Illustrators: There are photos in the back of the 20 illustrators whose works grace these stories. The first page has these words from Tutu: In the spirt of celebrating children all over the world, the artists in this book have been invited to draw on their own unique and rich cultural heritage in illustrating these biblical stories. Their art is truly a marvelous reflection of how we are all made in God's image. 

Summary: You'll find 24 Old Testament stories & 32 New Testament stories. Images are diverse in style, as you would expect from so many renown illustrators, but there is also diversity in human figures, including many children in unexpected places. This Bible's promo says that it is truly a global Bible. 


Hanna’s Comments: Both this book and the book above begin with a letter from Archbishop Tutu in which his joyful love for all children shines. It begins: Dear Child of God, Do you know that God loves you?


Besides the beauty and diversity of these pages, I like it because it is not too much text. Often that is the case for children's Bibles. This book can be easily read aloud to a group (it's not too heavy) and snuggled with at bedtime. 


Encourage your children to talk about the images. On familiar stories, you might ask them how the images are different from what they had imagined before seeing this book. If it's a first reading, be sure to read the letter.  

Original Publisher: Zonderkidz, 2010

Age Appropriateness: Preschool and up

Formats other than Book: When I bought the book a decade ago, there was a sticker that said free downloads were available. The website mentioned on the sticker no longer exists. Amazon does have Audible and CD versions. 
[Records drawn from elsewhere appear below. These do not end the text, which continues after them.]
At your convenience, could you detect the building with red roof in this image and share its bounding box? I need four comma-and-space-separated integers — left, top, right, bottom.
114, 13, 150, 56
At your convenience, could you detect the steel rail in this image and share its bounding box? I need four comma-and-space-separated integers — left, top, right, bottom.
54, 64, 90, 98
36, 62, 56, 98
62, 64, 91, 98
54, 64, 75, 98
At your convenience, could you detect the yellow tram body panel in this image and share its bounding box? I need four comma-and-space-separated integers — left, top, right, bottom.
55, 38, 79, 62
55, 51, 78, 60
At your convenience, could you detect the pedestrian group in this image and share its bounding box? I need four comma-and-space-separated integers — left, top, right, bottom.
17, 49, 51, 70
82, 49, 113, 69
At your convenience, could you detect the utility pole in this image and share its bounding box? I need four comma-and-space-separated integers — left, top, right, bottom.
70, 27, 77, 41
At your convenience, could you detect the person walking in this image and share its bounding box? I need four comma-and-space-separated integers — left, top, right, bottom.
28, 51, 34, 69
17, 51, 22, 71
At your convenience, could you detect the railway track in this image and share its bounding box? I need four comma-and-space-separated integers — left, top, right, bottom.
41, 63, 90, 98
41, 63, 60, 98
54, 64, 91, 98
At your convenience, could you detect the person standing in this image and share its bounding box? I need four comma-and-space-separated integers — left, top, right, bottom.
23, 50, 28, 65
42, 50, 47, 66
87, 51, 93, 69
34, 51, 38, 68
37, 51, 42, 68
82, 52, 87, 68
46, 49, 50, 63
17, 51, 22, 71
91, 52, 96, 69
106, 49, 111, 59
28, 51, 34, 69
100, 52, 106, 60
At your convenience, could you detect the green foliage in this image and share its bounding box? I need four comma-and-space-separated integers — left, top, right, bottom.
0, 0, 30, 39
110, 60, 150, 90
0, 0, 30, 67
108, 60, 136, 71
Scripture Connections: A few surprising stories are here, surprising because they are not usually included in Bibles of this length. You can read about Naboth's Vineyard from 1 Kings 21 and A Woman's Love for Jesus from John 12.  


3 PBT posts about more picture books from Tutu:

Desmond and the Very Mean Word

God's Dream

Let There Be Light  This book about creation is featured with several others.

Here's another book by Archbishop Tutu! It is an ABC book, another category of books that I don't usually post about here at PBT. 

Picture Book: My Siblings & I: Easy as ABS's

Author: Archbishop Desmond Tutu

Illustrator: Widya Arumba R. L. 

Summary: This ABC book has such positive words for children to learn! When I look at an ABC  book, I'll often look to the back to see what the author did with X,Y, & Z. For this book, X is for Xenial. Archbishop Tutu has taught me a new word! It means hospitable. 

Hanna’s Comments: This is a secular book. God is not mentioned. If I read this book to a preschooler at church, I would encourage them to wonder what God or Jesus would think of the words and images. Love is repeatedly captured here so there would be a lot to consider!